Today is the 196th anniversary of Susan B. Anthony’s birth. “Aunt Susan,” as she was affectionately known by the younger women in the woman suffrage movement, spoke often of the need for women to express themselves, to control their own message, especially in the political arena:

Susan B. Anthony
“We need a daily paper edited and composed according to woman’s own thoughts, and not as woman thinks a man wants her to think and write. As it is now the men who control the finances control the paper. As long as we occupy our present position we are mentally and morally in the power of men who engineer the finances. Horace Greeley once said that women ought not to expect the same pay for work that men received. He advised women to go down into New Jersey, buy a parcel of ground, and go to raising strawberries. Then when they came up to New York with their strawberries the men wouldn’t dare to offer them half price for their produce. I say, my journalistic sisters, that it is high time we were raising our own strawberries on our own land.” —Chicago Daily Tribune, 24 May 1893
She, along with Elizabeth Cady Stanton, founded the newspaper The Revolution, which only lasted two short years but repositioned woman’s rights issues–particularly suffrage–in the national consciousness, and established Stanton and Anthony as significant voices that could not be silenced in the fight for women’s equality.

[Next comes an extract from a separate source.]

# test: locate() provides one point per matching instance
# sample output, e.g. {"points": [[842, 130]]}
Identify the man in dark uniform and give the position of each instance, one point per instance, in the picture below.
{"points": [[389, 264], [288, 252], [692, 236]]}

The first issue of “The Revolution,” 1868.
The financial cost of running the newspaper was $20,000 a year, and upon its folding left Susan $10,000 in debt, which she slowly paid off by working on the lecture circuit. Her talks on behalf of woman suffrage around the nation made her a household name forever linked with the cause to which she dedicated her life.
Susan was a master publicist who knew the importance of expressing her message, of spilling ink, whether as a journalist for The Revolution or as a historian, when she began writing the first of the six-volume tome, The History of Woman Suffrage.
She was also astute enough to know that women wanted both bread and ballots. And strawberries.